Performance evaluation "is a nationwide issue—and it's an issue that is not going away," said Norm Solomon, a professor of management at the Dolan School of Business at Fairfield University in Connecticut. "I don't think anybody should be surprised that this issue is coming to the fore. The key thing to any evaluation system, particularly in a collective bargaining situation, is to have some buy-in by the union, a sense that this is fair.
"Right next door in Wisconsin, look what happened with the evisceration of public sector bargaining," he said, referring to sweeping reforms the state made last year after a contentious battle. Teachers are sensitive to that fact and people are nervous."
Indeed, it is a perceived lack of fairness that caused Michael Rusin, a teacher at Chicago's Lincoln Park High School, to label the evaluation system as "rigged" in a commentary for HuffPost Chicago. Rusin argued that the 1-to-4 rating system for evaluations made it nearly impossible for teachers to reach a four, the highest rating, but all too easy for them to drop to a one.

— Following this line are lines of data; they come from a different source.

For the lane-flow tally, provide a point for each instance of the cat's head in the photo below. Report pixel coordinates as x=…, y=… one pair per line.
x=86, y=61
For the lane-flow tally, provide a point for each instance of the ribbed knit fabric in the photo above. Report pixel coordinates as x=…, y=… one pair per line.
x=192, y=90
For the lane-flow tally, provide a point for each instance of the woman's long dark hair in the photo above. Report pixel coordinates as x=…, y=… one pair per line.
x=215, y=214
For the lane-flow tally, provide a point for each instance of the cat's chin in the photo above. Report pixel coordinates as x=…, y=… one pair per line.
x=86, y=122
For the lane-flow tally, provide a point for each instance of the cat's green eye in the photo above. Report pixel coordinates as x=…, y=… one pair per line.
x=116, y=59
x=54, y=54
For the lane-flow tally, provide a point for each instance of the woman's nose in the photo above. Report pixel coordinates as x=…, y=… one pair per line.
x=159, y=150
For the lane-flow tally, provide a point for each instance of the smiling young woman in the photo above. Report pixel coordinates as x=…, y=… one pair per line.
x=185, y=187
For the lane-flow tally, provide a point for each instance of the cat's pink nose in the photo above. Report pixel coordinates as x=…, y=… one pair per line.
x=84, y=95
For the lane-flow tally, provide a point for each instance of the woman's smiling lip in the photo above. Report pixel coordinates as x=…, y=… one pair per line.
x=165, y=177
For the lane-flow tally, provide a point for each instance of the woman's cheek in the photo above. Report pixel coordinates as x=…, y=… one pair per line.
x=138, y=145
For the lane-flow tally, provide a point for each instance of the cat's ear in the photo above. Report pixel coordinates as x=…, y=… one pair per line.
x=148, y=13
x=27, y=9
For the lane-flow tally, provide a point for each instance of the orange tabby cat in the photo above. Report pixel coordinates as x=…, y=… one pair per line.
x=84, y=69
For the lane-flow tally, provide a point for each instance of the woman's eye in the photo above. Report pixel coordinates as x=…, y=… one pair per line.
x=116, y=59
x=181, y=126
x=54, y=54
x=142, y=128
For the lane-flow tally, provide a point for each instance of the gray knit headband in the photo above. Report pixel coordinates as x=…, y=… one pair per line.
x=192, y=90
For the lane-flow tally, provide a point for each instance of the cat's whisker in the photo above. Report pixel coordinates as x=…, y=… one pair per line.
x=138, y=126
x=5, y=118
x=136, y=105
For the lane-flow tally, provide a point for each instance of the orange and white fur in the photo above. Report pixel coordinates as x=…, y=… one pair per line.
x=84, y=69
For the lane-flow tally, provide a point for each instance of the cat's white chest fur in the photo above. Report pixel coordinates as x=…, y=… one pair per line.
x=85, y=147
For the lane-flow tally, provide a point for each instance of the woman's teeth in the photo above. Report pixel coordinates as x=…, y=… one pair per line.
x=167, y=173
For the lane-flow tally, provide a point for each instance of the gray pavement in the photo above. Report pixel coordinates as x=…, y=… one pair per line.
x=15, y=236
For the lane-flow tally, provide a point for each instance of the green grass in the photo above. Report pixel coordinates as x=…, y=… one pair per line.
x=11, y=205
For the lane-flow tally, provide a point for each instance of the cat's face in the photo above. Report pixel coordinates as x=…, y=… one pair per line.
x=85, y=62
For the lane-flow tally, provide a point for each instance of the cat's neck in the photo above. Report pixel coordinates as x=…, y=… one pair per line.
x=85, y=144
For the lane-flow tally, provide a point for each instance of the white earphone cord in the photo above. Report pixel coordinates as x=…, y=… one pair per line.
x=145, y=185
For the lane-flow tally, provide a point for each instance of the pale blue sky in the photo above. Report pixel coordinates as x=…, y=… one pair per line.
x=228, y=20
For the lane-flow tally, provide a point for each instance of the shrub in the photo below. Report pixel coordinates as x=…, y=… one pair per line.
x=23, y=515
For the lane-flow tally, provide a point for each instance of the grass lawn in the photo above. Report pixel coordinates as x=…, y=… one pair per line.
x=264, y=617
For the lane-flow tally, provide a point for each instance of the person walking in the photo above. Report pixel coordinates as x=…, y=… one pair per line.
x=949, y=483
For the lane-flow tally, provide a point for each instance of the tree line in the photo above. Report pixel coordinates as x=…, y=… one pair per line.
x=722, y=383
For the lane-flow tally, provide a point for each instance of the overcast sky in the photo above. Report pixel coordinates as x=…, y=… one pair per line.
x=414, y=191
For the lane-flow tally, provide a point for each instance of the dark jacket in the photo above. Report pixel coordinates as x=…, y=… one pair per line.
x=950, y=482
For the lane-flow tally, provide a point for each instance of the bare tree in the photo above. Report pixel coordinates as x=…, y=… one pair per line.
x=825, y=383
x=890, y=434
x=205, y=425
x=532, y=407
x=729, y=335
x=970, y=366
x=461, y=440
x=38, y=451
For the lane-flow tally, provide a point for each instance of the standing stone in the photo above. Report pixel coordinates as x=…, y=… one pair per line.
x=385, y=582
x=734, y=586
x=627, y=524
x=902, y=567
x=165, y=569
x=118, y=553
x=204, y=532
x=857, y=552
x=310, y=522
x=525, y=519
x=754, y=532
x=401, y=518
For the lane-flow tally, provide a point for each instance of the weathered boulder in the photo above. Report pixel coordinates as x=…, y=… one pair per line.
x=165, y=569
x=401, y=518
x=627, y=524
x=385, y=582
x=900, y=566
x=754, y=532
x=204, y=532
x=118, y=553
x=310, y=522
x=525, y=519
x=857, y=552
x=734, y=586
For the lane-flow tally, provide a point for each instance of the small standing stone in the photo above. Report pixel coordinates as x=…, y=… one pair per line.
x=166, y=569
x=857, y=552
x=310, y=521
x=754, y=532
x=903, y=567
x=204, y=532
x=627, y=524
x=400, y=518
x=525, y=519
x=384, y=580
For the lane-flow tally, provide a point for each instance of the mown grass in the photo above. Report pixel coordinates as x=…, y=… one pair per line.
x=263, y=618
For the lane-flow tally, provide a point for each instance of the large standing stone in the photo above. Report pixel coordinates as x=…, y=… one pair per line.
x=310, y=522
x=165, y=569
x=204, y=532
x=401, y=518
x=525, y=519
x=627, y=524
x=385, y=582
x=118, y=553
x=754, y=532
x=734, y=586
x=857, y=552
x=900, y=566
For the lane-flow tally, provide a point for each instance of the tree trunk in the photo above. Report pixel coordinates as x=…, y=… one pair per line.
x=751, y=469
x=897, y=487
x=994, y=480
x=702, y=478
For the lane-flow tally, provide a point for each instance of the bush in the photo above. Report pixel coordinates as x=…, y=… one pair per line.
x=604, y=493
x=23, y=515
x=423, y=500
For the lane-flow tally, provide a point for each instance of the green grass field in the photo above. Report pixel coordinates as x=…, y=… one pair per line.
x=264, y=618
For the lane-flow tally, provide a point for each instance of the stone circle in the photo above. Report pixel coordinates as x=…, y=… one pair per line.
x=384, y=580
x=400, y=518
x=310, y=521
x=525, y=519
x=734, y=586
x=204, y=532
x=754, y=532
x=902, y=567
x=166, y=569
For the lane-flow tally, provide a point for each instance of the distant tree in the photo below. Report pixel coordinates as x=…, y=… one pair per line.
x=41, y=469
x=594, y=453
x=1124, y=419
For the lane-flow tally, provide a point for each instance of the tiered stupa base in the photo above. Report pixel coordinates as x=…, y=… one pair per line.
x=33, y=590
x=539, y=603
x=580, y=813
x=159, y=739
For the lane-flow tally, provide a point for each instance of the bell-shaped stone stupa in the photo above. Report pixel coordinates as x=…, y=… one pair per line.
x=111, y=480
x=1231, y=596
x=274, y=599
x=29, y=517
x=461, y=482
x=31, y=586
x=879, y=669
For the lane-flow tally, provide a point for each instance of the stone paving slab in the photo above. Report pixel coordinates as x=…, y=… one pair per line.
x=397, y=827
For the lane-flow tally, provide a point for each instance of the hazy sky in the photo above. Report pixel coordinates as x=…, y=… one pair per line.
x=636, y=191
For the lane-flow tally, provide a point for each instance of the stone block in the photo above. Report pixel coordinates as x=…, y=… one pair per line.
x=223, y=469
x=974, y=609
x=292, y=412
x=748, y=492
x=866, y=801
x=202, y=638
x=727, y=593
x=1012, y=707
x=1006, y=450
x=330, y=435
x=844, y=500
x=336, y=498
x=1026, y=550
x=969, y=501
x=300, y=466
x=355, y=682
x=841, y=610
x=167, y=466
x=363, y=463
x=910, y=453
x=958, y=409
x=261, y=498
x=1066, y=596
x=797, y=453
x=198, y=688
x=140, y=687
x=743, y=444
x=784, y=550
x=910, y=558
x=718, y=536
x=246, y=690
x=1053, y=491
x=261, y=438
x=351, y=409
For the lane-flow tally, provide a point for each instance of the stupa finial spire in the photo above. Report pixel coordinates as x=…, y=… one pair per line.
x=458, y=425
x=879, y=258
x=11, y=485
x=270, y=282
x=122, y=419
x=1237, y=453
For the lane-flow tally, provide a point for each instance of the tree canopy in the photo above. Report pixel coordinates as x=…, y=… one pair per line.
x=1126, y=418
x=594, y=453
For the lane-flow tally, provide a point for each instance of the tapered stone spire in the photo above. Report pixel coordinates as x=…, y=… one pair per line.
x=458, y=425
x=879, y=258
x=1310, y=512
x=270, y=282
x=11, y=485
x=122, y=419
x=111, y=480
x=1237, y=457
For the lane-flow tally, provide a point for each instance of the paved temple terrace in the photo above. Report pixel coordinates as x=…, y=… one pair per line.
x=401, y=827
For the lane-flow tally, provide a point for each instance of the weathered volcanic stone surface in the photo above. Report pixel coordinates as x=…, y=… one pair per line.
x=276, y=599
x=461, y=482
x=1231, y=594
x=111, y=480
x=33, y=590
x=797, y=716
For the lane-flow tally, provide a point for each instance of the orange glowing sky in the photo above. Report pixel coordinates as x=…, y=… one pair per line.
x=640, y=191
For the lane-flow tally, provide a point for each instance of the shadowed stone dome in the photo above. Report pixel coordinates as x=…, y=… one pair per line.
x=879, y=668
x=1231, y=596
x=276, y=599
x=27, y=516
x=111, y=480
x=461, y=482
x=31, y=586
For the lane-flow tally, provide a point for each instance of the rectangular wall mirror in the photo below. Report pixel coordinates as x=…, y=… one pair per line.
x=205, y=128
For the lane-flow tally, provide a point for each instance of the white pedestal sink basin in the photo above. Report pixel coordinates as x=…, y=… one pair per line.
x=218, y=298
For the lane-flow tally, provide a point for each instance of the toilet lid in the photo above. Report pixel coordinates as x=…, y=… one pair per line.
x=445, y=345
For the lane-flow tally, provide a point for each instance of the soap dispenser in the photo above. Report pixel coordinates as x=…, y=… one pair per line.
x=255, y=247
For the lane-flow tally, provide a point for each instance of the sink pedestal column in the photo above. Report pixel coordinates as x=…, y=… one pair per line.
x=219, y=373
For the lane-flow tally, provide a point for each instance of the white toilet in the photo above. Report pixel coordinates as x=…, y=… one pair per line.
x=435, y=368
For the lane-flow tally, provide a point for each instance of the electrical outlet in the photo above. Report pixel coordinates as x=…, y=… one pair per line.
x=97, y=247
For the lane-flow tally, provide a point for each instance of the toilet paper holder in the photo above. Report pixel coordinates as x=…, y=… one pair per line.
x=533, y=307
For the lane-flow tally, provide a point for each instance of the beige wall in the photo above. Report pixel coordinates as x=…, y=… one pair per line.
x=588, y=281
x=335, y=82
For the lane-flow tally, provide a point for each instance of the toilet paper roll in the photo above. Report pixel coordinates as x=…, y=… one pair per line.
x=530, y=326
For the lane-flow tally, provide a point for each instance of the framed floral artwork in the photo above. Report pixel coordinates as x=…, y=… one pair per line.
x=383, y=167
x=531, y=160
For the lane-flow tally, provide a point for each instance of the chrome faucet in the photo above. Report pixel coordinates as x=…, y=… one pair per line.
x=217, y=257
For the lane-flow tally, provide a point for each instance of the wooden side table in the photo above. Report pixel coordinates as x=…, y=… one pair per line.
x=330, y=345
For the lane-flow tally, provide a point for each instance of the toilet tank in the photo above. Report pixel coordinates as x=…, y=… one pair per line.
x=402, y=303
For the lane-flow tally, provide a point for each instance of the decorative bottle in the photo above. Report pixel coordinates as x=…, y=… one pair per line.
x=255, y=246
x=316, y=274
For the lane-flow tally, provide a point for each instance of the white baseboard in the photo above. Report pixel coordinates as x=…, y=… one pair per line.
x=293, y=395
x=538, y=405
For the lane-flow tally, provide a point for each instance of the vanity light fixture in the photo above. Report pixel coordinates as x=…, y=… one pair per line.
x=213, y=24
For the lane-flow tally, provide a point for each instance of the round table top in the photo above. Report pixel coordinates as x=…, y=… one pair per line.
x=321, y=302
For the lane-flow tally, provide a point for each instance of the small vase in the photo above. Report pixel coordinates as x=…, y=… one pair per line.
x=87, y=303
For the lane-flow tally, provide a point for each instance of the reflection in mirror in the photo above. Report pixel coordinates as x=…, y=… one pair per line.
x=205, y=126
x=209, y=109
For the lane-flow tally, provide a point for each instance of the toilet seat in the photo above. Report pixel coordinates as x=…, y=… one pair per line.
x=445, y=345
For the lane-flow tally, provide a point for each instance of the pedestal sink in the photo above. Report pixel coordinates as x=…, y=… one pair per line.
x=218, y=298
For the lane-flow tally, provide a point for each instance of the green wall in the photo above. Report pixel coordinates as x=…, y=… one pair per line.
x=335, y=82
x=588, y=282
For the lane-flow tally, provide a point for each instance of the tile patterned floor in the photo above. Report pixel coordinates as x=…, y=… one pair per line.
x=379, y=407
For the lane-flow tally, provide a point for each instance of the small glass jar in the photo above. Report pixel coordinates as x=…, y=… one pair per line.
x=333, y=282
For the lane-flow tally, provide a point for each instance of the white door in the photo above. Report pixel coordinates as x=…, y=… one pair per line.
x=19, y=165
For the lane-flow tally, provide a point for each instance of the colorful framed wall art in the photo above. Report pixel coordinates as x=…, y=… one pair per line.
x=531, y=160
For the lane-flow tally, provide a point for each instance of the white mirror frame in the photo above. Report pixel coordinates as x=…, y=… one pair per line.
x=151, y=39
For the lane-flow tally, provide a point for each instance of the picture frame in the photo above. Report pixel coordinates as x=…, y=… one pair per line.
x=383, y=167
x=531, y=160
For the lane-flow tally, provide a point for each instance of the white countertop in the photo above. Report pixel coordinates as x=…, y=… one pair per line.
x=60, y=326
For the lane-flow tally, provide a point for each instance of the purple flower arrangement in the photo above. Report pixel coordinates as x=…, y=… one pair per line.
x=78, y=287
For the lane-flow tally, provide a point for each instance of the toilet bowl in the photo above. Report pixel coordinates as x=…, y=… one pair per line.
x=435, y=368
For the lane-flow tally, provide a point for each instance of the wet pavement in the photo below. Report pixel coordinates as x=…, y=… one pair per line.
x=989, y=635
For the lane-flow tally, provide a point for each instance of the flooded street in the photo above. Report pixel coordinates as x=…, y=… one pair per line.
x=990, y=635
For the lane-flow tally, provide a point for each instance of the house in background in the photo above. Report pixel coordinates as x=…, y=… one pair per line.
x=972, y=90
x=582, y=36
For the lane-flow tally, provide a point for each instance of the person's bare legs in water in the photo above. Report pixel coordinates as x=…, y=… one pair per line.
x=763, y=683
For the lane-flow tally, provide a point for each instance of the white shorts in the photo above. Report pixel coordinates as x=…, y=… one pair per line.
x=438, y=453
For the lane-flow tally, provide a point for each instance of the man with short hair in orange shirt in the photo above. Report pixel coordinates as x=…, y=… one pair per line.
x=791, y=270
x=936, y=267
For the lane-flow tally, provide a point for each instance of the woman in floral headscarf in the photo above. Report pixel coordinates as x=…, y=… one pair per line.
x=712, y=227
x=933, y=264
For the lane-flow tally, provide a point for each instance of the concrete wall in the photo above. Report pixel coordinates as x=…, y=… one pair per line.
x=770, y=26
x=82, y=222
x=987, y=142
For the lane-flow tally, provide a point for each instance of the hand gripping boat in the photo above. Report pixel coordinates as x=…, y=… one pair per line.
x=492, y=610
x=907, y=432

Chicago Mayor Rahm Emanuel has acknowledged that teacher evaluations and rehiring issues are the two main stumbling blocks to a deal, but he told the Chicago Sun-Times that both matters are "not strikeable."
On Sept. 12, district negotiators made public a proposal to revamp their original evaluation system that the union said could have put nearly one-third of all Chicago Public School teachers in line for dismissals.
CPS did not respond to a request for comment.
A science teacher at one of Chicago's magnet high schools, who asked that his name not be used, compared the difficulty of evaluating teachers to judging the ability of a pediatric dentist who teaches kids how to take good care of their teeth.
"Lo and behold, six months later they come back with 30 percent more cavities because [they didn't brush] at home," he said. "So is he a bad dentist with no control over what the kids do out of his office?
"Teachers have kids in their schools for only part of the day. There are so many things we can't control outside of the class."
The teacher noted that the economy probably played a large role in the first Chicago teachers strike in a quarter-century.
"When we had a pretty good economy, businesses may have been able to afford to give workers good pay and benefits," he said. "In a bad economy there are cutbacks, and workers can only do so much."
And it's not only urban school districts such as Chicago, New York and Washington, D.C., that have faced labor unrest. In the Lake Forest High School district north of Chicago, where medium family income is close to $200,000 and the average teacher makes $106,000 annually, teachers there staged their first strike over pay, a proposed two-tiered wage system and a school board request for teachers to begin paying part of their own insurance coverage.
"Given the economic constraints on all levels of government, unfortunately there are indeed signs of troubled days ahead for public sector labor relations," Solomon said.